Company to unveil wind farm proposal
Clay County residents will get a glimpse tonight of details for a proposed wind farm that could bring 134 turbines and 27 miles of new access roads.
The Noble Flat Hill Windpark, located about 12 miles northeast of Moorhead, would be capable of generating 201 megawatts of electricity, enough to power to more than 50,000 homes.
Details of the proposal will be presented at a public meeting at 6:30 p.m. at the Glyndon Community Center conducted by the Minnesota Office of Energy Security.
"This public meeting is the very first step of getting public input of what should be considered," Raymond Kirsch, a planner and public adviser for the Office of Energy Security, said Tuesday.
The wind farm, pending before Minnesota regulators, is proposed by Noble Environmental Power, a Connecticut company that has developed more than 3,800 megawatts of wind capacity in eight states.
The firm has secured leases for about 11,500 acres of the 20,000 acres that would be used in the project. The wind farm would be in Spring Prairie and Moland townships.

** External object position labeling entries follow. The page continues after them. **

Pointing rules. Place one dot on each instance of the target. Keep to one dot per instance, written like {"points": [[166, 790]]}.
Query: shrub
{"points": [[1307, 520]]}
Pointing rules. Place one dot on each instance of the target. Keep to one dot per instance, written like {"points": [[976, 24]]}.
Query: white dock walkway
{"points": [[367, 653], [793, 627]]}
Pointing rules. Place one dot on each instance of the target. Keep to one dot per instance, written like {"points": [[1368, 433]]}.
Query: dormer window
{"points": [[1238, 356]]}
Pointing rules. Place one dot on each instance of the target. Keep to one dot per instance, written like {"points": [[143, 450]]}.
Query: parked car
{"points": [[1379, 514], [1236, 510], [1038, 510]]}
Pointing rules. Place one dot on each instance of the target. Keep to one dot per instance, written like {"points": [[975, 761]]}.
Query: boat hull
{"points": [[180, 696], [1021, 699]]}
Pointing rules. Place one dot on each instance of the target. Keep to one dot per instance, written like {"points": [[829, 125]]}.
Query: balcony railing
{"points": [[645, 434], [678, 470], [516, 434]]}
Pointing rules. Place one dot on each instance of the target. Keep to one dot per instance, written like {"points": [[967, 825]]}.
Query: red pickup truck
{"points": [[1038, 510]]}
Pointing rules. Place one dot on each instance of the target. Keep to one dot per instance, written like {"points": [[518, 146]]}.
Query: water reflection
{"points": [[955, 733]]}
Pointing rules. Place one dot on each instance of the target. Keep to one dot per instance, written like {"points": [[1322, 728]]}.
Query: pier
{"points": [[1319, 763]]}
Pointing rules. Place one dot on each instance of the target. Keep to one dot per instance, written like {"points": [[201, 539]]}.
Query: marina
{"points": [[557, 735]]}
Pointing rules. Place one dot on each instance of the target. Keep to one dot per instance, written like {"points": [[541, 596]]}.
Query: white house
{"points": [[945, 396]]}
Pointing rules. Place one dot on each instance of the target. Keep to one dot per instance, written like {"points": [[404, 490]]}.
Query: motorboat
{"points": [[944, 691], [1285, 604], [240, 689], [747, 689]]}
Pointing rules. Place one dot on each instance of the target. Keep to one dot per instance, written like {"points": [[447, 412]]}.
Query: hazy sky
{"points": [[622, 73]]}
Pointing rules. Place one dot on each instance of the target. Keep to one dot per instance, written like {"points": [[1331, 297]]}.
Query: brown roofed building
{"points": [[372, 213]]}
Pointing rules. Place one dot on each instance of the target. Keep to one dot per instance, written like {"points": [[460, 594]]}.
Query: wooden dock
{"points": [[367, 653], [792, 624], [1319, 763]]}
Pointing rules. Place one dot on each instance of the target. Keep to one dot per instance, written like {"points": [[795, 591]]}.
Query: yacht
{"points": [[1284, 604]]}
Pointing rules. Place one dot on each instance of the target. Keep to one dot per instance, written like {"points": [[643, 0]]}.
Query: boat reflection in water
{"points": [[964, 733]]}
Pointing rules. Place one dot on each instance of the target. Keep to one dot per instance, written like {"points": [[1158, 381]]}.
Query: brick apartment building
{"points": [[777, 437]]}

The project, with an estimated cost of $450 million, also involves a transmission line of about 10 miles and a power substation.
"It's a pretty good-sized project," Kirsch said.
Executives of Noble Environmental Power couldn't be reached Tuesday for comment, but said earlier that the project would contribute $800,000 or more in local property tax revenues and has the support of 65 landowners who have signed leases with the company.
Wind projects in Minnesota have been spurred by the state's renewable energy standard, which calls for 25 percent of the state's electricity to be generated from renewable energy sources by 2025.
Facilities will be built on the west side of Minnesota Highway 9 to avoid affecting wildlife management areas, Buffalo River State Park, and The Nature Conservancy's Bluestem Prairie Preserve, according to the project's application.
Buffalo River State Park is about 5½ miles southeast of the proposed wind farm.
The Minnesota Office of Energy Security will conduct an environmental impact study for the project, which likely would be finished in late summer, with a public hearing to follow in late summer or early fall, Kirsch said.